Yep! And I just know biking uphill is harder!! Your physics teacher would probably like to hear that the downhill component of gravitational force is greater, since the most vertical slope there is \(9^\circ\). So congrats!! We now agree.

And why'd you choose \(1.4^\circ\) for the next one?

Answer 4

And the 0.139 is \(\sin(8^\circ)\), which gives the downhill component of gravitational acceleration. So I agree!

And why do you think that the younger brother will win?

Answer 5

Haha, so you changed your mind! Anyway, I'd agree if it weren't a physics problem about coasting.
Really, the skilled bicyclist might choose the best path. Orrrr, he might throw the race to make his little bro happy. But we need to talk physics.

So! Gravitational acceleration is about \(9.8\rm\ m/s^2\). Then you consider the component of acceleration that is due to the downhill force only. The downhill force is something like
\(F_g\sin\theta\)
So the downhill acceleration is
\(\dfrac{F_g}m\sin\theta\)
which is
\(g\sin\theta\)

So gravitational acceleration is broken up just like the force.
Each bicyclist has the \(\it same\) acceleration then, if they have the same sloped hill. It's the same fraction of gravitational acceleration.

Sooo... same acceleration... Have you changed your mind?

Answer 6

Yep!

For the next three, I agree with two of them, and the one I disagree with is probably a misunderstanding. Since you seem to know what you're doing, I'll let you know which ones I agree with. If you have any questions, though, let me know. I'm just assuming you used the correct method to get to your result.

I agree with #4 and #6.
#4 uses \(F=ma\Rightarrow\dfrac Fm=a\) and then \(a=\dfrac{v_f-v_i}{\Delta t}\Rightarrow v_f = a\Delta t +v_i\)

#6 is splitting forces like you have been doing, but the trick was understanding the situation!! So you did well.

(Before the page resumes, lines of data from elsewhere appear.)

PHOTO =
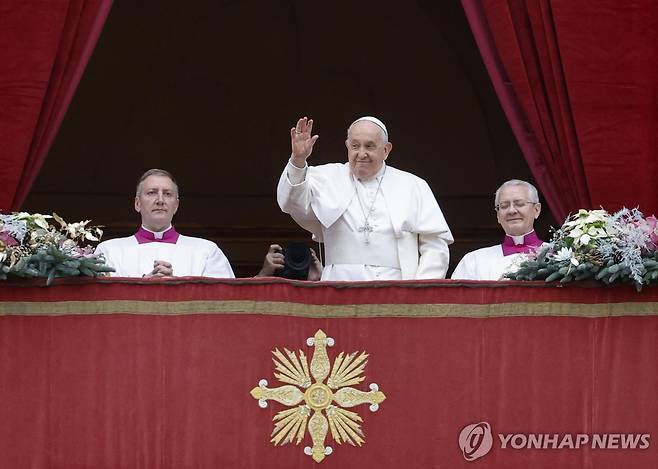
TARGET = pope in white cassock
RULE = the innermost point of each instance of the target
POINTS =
(157, 250)
(517, 207)
(376, 222)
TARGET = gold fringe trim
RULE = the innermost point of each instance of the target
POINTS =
(175, 308)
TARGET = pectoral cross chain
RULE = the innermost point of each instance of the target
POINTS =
(366, 229)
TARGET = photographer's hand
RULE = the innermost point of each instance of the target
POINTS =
(315, 270)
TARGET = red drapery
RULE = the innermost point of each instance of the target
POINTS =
(157, 374)
(578, 83)
(44, 49)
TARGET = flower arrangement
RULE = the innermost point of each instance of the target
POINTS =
(32, 246)
(594, 244)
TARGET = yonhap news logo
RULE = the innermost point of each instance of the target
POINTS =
(476, 440)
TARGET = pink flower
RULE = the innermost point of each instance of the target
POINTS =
(8, 239)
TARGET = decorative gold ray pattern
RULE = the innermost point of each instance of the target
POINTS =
(319, 398)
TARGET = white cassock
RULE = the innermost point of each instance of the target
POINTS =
(405, 237)
(188, 257)
(486, 264)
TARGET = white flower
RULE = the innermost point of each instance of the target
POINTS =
(563, 254)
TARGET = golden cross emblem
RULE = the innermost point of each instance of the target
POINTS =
(325, 401)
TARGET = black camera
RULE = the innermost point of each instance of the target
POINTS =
(297, 258)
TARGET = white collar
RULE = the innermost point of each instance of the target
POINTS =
(157, 234)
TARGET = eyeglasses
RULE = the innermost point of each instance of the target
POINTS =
(154, 194)
(518, 204)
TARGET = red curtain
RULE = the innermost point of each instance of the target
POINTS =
(44, 48)
(578, 83)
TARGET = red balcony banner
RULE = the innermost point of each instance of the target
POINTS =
(181, 374)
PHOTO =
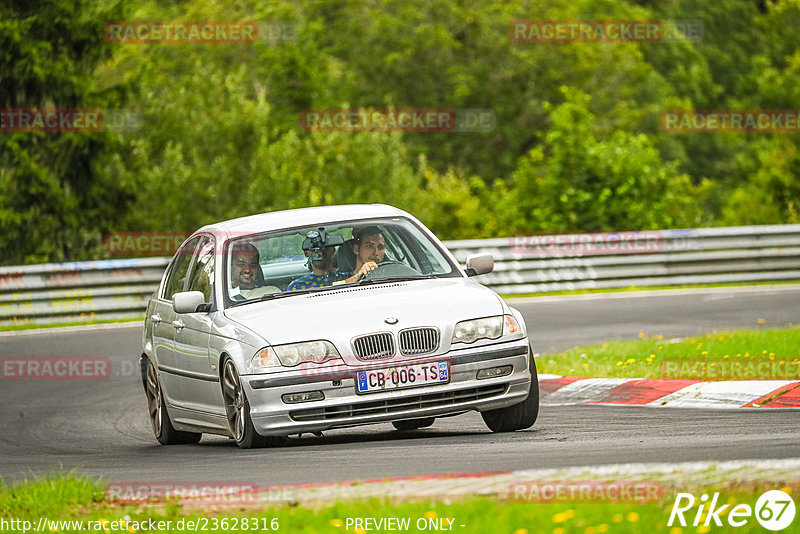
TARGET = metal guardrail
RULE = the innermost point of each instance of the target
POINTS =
(119, 289)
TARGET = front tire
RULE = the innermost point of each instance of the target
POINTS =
(237, 408)
(519, 416)
(413, 424)
(165, 433)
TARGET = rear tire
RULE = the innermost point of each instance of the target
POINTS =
(413, 424)
(237, 408)
(519, 416)
(165, 433)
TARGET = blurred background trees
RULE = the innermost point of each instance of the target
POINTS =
(577, 146)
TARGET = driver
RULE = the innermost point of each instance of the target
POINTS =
(323, 272)
(370, 248)
(247, 279)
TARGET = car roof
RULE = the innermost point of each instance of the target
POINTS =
(277, 220)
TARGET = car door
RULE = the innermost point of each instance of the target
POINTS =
(199, 380)
(163, 317)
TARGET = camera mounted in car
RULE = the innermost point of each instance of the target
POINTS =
(318, 239)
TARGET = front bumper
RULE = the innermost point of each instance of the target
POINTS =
(343, 407)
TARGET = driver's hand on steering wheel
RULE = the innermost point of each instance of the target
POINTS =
(366, 269)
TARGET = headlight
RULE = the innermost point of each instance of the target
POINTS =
(510, 325)
(295, 354)
(475, 329)
(486, 328)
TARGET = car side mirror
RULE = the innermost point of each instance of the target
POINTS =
(187, 301)
(479, 264)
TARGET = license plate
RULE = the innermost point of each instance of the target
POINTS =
(405, 376)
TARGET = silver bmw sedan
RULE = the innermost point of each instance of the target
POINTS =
(328, 317)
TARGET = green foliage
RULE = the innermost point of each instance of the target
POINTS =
(577, 182)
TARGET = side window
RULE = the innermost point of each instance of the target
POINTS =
(183, 258)
(203, 269)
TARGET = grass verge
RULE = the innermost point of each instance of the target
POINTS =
(769, 354)
(68, 498)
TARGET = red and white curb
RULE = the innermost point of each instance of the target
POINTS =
(558, 390)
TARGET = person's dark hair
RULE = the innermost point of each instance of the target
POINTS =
(242, 248)
(368, 230)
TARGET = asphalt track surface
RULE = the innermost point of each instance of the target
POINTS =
(101, 427)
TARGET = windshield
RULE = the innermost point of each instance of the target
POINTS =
(320, 257)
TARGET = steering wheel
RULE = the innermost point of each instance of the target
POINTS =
(391, 268)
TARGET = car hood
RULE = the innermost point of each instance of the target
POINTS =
(342, 314)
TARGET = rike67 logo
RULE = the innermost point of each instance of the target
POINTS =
(774, 510)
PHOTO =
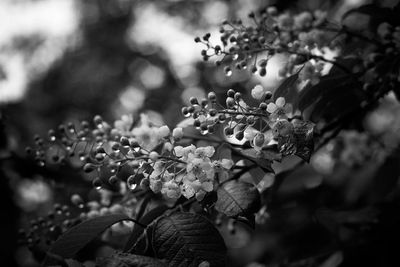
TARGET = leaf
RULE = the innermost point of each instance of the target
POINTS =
(80, 235)
(186, 239)
(258, 158)
(237, 198)
(129, 260)
(304, 131)
(146, 220)
(287, 89)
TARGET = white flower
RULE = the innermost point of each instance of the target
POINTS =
(177, 133)
(226, 163)
(279, 103)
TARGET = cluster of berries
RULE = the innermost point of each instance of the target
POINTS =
(251, 47)
(269, 123)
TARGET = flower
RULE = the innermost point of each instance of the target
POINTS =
(163, 131)
(177, 133)
(279, 110)
(124, 124)
(257, 92)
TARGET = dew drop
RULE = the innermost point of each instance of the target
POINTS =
(132, 186)
(203, 132)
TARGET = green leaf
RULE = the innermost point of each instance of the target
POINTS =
(262, 159)
(147, 219)
(288, 89)
(80, 235)
(186, 239)
(129, 260)
(304, 131)
(237, 198)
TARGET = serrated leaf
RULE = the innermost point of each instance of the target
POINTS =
(185, 240)
(257, 158)
(304, 132)
(146, 220)
(80, 235)
(287, 89)
(129, 260)
(237, 198)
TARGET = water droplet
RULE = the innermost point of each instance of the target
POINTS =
(203, 132)
(132, 186)
(131, 183)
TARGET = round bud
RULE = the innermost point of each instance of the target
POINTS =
(228, 71)
(193, 101)
(97, 120)
(204, 102)
(196, 123)
(113, 179)
(124, 141)
(89, 167)
(263, 106)
(238, 96)
(230, 102)
(259, 139)
(250, 120)
(115, 146)
(239, 135)
(213, 112)
(97, 183)
(134, 143)
(212, 96)
(228, 131)
(185, 111)
(153, 155)
(230, 93)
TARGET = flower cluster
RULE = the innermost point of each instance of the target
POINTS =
(251, 46)
(269, 123)
(194, 174)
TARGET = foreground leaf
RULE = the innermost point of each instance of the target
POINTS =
(237, 198)
(147, 219)
(186, 239)
(76, 238)
(130, 260)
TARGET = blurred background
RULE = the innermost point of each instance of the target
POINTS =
(68, 60)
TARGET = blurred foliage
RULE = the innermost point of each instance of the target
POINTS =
(332, 214)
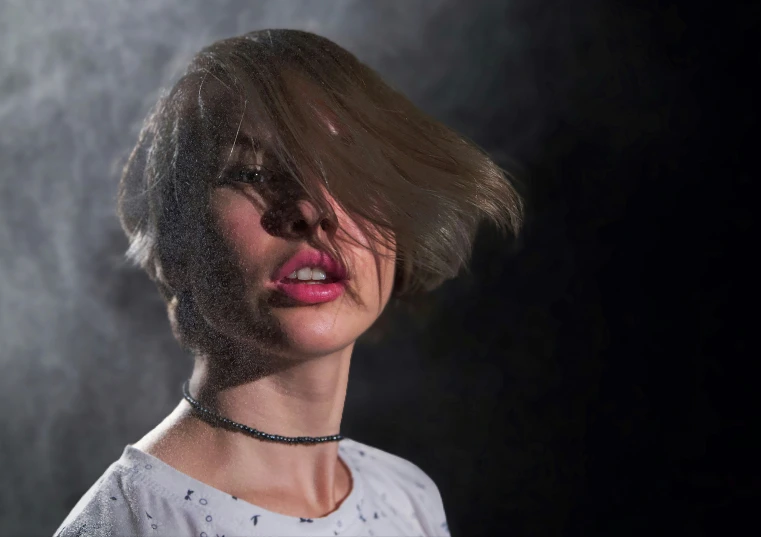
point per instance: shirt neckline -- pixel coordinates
(169, 479)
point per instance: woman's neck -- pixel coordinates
(303, 399)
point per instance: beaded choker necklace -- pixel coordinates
(213, 416)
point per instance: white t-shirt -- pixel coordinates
(141, 495)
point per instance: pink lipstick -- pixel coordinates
(326, 288)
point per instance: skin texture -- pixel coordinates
(291, 369)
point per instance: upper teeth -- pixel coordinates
(308, 273)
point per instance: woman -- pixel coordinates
(279, 195)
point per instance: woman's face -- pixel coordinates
(262, 233)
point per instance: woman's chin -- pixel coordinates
(310, 334)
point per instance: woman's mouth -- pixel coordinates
(311, 291)
(311, 277)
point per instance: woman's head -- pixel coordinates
(280, 142)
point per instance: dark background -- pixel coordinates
(591, 378)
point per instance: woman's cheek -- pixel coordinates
(240, 225)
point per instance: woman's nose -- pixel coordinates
(307, 219)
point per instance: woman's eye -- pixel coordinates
(252, 176)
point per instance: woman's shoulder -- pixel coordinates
(386, 462)
(106, 506)
(399, 484)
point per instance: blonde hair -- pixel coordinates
(332, 125)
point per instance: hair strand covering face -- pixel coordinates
(331, 125)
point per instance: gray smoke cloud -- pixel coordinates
(88, 361)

#5 is tricky. It asks for the \(\color{blue}{\it net}\) force on the cart. So, you might want to consider all the forces acting on it. But you don't know the man's force that he pushes with, unless you calculate it. But I have an easier way.
\(F_{net}=ma\).
You have the mass, and the acceleration is implied. The cart has a constant velocity. What does that mean for the acceleration?

Answer 7

Yep!! Acceleration is 0, and so force is 0. If there is no acceleration, a.k.a. change in velocity, then the net force is 0.

So! Any questions?

Answer 8

You're very welcome! Congrats! :)

Answer 9

Sorry to bump in but I believe the answer to (1) is 3.
My reasoning goes like this -

So if we want \[mgcos\] to be maximum we need cos theta max which is max at the smallest angle, ie 3.